I am currently facing a performance issue while using CoreML on iOS 16+ devices to run a simple grid_sample model. When profiling the model using xcode Profiler, I noticed that before each NPU computation, there is a significant delay caused by the "input copy" and "neural engine-data copy" operations.I have specified that both the input and output of the model are of type float16, there shouldn't be any data type convert.
I would appreciate any insights or suggestions regarding the reasons behind this delay and possible solutions
My simple model is
class GridSample(torch.nn.Module):
def __init__(
self,
):
super().__init__()
def forward(self, input: torch.Tensor, grid: torch.Tensor) -> torch.Tensor:
output = F.grid_sample(
input, grid.to(input), mode='nearest', padding_mode='zeros', align_corners=True,
)
return output
tr_input = torch.randn((8, 64, 512, 512)
tr_grid = torch.randn((8, 256, 256, 2)
simple_model = GridSample()
simple_model.eval()
traced_model = torch.jit.trace(simple_model, [tr_input, tr_grid])
coreml_input = [coremltools.TensorType(name="image_input", shape=tr_input.shape, dtype=np.float16), coremltools.TensorType(name="warp_grid", shape=tr_grid.shape, dtype=np.float16)]

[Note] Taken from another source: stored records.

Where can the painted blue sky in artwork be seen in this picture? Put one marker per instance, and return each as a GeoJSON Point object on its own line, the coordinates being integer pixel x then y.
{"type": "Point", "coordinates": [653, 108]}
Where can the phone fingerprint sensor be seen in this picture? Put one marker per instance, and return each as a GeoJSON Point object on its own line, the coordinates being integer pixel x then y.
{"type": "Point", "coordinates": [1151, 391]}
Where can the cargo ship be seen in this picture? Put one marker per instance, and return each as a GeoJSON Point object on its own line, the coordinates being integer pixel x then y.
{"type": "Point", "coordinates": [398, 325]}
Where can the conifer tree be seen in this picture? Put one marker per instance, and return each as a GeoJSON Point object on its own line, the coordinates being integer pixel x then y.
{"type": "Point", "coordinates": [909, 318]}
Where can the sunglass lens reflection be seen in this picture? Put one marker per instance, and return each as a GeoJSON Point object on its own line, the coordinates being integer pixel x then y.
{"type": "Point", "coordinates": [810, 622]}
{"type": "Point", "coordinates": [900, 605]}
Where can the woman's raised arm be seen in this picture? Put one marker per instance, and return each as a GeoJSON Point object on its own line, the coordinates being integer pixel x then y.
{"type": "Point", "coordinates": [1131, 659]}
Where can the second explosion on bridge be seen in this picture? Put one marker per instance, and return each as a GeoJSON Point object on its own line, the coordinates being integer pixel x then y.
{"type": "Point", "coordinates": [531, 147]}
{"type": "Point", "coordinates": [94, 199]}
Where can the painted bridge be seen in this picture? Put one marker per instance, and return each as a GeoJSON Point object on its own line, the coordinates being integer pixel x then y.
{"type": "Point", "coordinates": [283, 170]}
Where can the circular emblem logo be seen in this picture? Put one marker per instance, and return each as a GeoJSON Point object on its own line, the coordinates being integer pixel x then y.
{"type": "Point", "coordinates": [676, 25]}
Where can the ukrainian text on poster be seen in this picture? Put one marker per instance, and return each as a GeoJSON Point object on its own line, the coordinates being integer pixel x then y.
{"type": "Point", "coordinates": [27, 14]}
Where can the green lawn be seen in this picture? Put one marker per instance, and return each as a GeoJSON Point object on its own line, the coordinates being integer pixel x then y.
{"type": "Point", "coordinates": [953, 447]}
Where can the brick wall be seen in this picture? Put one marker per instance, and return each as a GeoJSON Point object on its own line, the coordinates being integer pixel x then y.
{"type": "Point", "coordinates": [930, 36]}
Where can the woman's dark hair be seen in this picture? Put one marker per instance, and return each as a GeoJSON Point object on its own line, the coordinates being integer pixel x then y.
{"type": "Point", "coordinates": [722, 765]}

mlmodel = coremltools.converters.convert(traced_model, inputs=coreml_input,
convert_to="mlprogram",
minimum_deployment_target=coremltools.target.iOS16,
compute_units=coremltools.ComputeUnit.ALL,
compute_precision = coremltools.precision.FLOAT16,
outputs=[ct.TensorType(name="x0", dtype=np.float16)],
debug=False)
mlmodel.save("./grid_sample.mlpackage")
os.system(f"xcrun coremlcompiler compile './grid_sample.mlpackage' './')